Squirreling away for winter
I don’t consider myself a rodent, yet I have this compulsive desire to can, freeze, dry and store food up for the winter every fall. It’s almost like I’m a squirrel, hiding nuts for the coming winter. Or maybe I just feel slightly nuts when I spend half my spare time in September and October freezing, canning, pickling and drying.
I have to admit, I didn’t grow half of what I stored. The apricots for jam came from a co-worker’s tree, the green chiles came from Okagawa, the corn came from an Olathe grower who set up shop in the back end of a pickup near Cottonwood Liquors and I got most of my tomatoes for canning from Rettig Farms.
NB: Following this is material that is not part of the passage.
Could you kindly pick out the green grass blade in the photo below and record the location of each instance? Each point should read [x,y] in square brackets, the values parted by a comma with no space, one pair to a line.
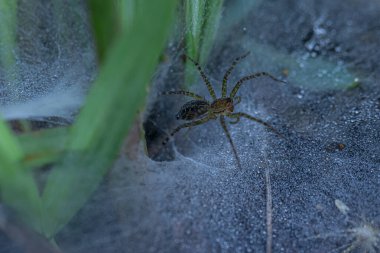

The green beans for my jars of dilly beans came from a farm stand in Palisade, since my own green beans were too hard to find, hidden away in the corn and morning glory.
At least I used home-grown tomatillos for green salsa, garden-produced basil for pesto, froze excess spinach, Swiss chard and kale and managed to put pattypan squash in everything we ate all summer long.
Now it’s done, so I can smile, sit back and enjoy roasted green chiles, chocolate zucchini bread, home-canned peaches or frozen veggies all winter long. Nothing like seeing a shelf full of home-canned produce to make you feel like all that weeding, watering and nurturing was worth it.
And just in case a freak snowstorm shuts down traffic across I-70 for weeks and reduces the offerings on the grocery shelves, I’ll be ready! Especially if we have a strange craving for green salsa over peaches.